▲山へ行こう Yuji.W

▲富士山登頂断念110816▲

☆概要☆

■ 2002年から、北アルプスや八ヶ岳を中心に登ってきた。大キレット、ジャンダルムも歩いたし、剱岳も登ったし、雪山も経験した。富士山は見るだけのものと思って来たが、まあ一生に1回ぐらい登ってもいいかなと思い、挑戦することにした。

[ 日時 ] 2011/08/16(火)-17(水)

[ 天候 ] 晴れ

[ 装備 ] ザッグ 30リットル ミレー 水色 靴 スポルディバ

[ 交通 行き ] 品川704-[こだま]-810新富士830-[バス]-1035五合目

[ 交通 帰り ] 五合目930-[バス]-1125新富士1135-[こだま]-1240品川

☆1日目☆

■ 富士山初挑戦。新幹線で1時間、新富士、製紙工場の白煙がモコモコ。富士山行きバス、片道1970円で、往復3000円。30人ほどの登山客。バスは2時間、ちょっと辛い。

1035富士宮口。標高2400m。

富士山頂上までの南側斜面が全部見える。山小屋も所どころ見える。この高さは、既に、八ヶ岳の赤岳鉱泉(2220m)や行者小屋(2340m)を超えている。高所対策をもっと真剣に考えておくべきだった。まずここで、1時間ほどいた方がよかったかな。

レストセンターで、きつねうどん800円。

1110歩き始め。ゆるやかな黒いザレ道トラバース、人が多い。森林限界を抜ける。

1125六合目。標高2500m。晴れ、風あり、24℃。1135発。

登山道の左右にロープが張られている。黒い、火山の噴出岩の道。傾斜はゆるい。

花のついた低木が斜面に生えている。オンタデと言うらしい。

上も下もよく見える。右手に、宝永山。紫外線が強い感じ。大団体さんの所で、軽い渋滞。登っている人、意外と、外人さんが多い。しかも、英語圏でない人みたい。「日本に行ったら富士登山」がブームなのだろうか。

1220新七合目。標高2780m、御来光山荘。晴れ、風あり。晴れてはいるが、雲もあって、他の山や海は見えない。1230発。

段差のある所もあるが、傾斜はきつくなく、基本的に奥多摩より楽。後は、空気が問題。標高3000m近くなる。座って休んでいる人もいる。

1310七合目。標高3010m、元祖七合館山口山荘。山口家でしきっているらしい。小屋のすぐ上が広い斜面があって、ここで休憩。晴れ、風なし、21℃。1325発。

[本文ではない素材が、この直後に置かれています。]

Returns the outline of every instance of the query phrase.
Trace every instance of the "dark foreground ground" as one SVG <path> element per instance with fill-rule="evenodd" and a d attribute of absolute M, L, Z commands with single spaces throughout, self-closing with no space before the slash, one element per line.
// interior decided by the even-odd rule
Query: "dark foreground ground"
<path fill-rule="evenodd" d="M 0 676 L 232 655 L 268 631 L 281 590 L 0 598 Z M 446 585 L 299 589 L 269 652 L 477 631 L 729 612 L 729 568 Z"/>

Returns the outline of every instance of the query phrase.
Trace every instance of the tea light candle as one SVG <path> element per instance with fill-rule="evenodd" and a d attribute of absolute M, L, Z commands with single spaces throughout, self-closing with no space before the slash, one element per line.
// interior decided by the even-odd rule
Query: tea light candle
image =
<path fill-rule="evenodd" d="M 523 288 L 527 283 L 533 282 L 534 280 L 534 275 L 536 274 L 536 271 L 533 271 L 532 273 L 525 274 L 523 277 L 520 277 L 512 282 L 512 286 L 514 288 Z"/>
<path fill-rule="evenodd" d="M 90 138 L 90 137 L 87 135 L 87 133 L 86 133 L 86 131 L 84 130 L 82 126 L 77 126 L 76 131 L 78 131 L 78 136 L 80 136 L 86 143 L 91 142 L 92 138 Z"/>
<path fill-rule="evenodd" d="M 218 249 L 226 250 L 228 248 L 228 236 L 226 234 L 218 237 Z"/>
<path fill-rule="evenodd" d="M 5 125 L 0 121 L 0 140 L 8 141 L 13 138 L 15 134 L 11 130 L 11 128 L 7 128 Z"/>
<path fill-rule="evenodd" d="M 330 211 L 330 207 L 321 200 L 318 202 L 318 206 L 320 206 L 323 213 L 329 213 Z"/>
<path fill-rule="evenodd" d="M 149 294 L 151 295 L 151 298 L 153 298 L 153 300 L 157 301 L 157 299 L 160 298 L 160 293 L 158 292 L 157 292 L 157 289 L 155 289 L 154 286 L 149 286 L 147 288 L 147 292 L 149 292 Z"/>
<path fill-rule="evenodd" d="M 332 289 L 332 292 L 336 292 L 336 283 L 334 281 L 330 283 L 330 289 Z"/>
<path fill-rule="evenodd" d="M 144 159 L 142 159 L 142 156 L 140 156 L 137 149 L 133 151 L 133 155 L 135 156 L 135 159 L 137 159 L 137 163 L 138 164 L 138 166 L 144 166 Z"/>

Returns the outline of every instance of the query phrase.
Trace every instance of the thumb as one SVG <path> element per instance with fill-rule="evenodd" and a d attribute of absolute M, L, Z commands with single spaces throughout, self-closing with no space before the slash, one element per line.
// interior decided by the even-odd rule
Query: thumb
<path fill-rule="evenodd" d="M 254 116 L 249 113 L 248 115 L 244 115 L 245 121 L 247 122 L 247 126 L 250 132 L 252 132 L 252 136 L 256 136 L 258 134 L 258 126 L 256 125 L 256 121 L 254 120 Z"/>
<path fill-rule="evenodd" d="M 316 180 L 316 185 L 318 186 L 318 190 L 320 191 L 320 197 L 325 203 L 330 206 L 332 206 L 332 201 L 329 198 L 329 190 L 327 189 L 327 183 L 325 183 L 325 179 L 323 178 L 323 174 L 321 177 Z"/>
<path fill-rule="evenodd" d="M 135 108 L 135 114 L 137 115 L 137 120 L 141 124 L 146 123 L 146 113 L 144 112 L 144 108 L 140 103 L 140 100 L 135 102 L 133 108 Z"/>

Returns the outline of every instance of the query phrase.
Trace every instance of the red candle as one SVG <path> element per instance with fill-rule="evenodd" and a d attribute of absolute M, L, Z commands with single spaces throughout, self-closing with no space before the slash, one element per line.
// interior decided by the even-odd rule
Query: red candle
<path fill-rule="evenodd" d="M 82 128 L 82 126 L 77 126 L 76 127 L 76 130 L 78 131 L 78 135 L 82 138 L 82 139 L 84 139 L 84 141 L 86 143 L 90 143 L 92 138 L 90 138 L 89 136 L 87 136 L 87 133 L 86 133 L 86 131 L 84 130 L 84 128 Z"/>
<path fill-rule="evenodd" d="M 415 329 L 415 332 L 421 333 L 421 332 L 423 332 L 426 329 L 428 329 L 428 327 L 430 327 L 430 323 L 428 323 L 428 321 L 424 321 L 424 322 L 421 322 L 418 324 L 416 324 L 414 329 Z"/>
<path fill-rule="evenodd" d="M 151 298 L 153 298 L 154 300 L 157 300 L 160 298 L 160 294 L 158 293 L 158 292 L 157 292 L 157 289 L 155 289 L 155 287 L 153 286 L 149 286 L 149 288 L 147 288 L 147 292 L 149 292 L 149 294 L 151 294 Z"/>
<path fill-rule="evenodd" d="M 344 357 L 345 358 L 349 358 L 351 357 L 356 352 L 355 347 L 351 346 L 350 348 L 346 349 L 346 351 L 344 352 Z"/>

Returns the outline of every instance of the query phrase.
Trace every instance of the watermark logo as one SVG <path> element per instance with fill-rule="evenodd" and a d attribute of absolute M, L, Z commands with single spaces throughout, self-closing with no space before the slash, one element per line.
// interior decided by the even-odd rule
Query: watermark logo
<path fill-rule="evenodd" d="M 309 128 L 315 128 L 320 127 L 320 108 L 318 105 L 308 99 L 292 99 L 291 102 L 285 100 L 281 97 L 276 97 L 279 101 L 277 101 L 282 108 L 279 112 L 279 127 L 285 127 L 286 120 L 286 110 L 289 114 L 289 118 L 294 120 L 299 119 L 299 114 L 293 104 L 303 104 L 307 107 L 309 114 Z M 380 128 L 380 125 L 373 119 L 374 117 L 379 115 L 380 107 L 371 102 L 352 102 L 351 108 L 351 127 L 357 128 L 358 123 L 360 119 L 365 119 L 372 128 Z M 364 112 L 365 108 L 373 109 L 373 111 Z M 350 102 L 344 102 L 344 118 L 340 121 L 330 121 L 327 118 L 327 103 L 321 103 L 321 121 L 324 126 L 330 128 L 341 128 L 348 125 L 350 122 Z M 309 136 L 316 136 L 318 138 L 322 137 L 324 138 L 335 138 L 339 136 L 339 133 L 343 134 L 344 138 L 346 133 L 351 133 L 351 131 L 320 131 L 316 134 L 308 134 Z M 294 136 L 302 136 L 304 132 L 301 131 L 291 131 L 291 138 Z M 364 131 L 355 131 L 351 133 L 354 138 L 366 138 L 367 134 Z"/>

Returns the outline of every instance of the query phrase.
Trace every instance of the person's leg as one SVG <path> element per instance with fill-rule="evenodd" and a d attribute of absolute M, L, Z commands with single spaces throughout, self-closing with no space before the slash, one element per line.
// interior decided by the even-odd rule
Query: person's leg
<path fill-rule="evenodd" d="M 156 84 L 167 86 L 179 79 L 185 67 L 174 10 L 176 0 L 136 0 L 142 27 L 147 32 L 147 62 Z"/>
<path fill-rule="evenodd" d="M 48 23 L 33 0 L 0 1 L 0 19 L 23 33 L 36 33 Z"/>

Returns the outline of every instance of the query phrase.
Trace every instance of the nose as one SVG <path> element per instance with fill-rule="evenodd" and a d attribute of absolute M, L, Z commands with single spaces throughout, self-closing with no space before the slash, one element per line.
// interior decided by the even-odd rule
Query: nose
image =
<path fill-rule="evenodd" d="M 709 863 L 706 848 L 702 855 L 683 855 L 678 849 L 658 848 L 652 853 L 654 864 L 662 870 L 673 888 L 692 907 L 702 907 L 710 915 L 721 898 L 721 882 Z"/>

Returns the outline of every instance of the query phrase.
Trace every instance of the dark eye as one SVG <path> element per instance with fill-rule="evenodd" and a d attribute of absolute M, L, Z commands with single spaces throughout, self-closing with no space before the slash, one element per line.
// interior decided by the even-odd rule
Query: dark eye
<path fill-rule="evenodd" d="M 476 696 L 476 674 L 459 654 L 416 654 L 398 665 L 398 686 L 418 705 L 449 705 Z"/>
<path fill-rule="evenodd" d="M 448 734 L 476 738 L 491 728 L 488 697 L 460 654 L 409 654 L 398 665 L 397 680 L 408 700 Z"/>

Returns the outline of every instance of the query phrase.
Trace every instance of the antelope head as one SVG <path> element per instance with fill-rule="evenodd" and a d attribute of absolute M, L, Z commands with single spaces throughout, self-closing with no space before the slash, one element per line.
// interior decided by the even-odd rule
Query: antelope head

だんだん傾斜が強くなる。道端にうずくまっている人がいる。



1400八合目。標高3250m、池田館。晴れ、風弱。空気が薄い。ちょっと疲れてきたし、予定通り、今日はここまでにすることにした。

夕食のみで6000円。お水500mlで500円。トイレきれい。トイレは臭くないけど、トイレ建物の周囲は臭い。1630夕食。カレーライスのみ。寝床は上下2段に雑魚寝。ひとり50cm幅ぐらい。富士山の山小屋は、八ヶ岳や北アルプスのとは違う。富士登山の途中で、軽く食事を提供してもらって、仮眠を取る所。本来、どこの山小屋もそうだったのだろうが、今や、八ヶ岳や北アルプスは、豪華な食事、安眠できる寝床を提供してくれている。同じ事を、富士の山小屋に求めてはいけないと思う。

隣接されている富士山診療所は開いていないようだった。


街の明かりが、雲の間に見える

星がきれい。目線を水平より下げても、星が見える!さすが富士山。南側の地平線近くには、さそり座、こんな大きなさそり座の全体像を見るのは、初めてだ。真上には、夏の大三角形、北側に、北斗七星の一部。

周囲の人に話をうかがうと、皆さん、翌朝2時に起きて歩き出すと言う。同じパターンにすることにした。寝る。寝れず、気持ちが悪くなってきた。頭痛、軽い吐き気、バッファリンを飲むが効いてこない。軽い高山病になってしまったようだ。原因、

@高所順応をしていない。五合目か六合目でもっと停滞するべきであった。
A体調管理が不十分。特に体調が悪かったわけではないが、夏バテしていたのかもしれない。
B狭い空間に大勢の人、軽い酸欠状態だったのかも。

このまま一晩我慢する気になれず、下山することにした。

☆下山☆

■ 2045下山開始。シャツ+長袖シャツ+半袖ダウン+雨具。左手東の空の、満月ちょっと過ぎの月が、登山道を照らしてくれる。登ってくる人のヘッドランプがあちこちに見え、下る道を示してくれる。登山道を示すロープを片手で握りながら下る。とにかく下に下りたい。ここで、こんな時に、怪我をするわけにはいかない。気だけは確かに持って、慎重に下る。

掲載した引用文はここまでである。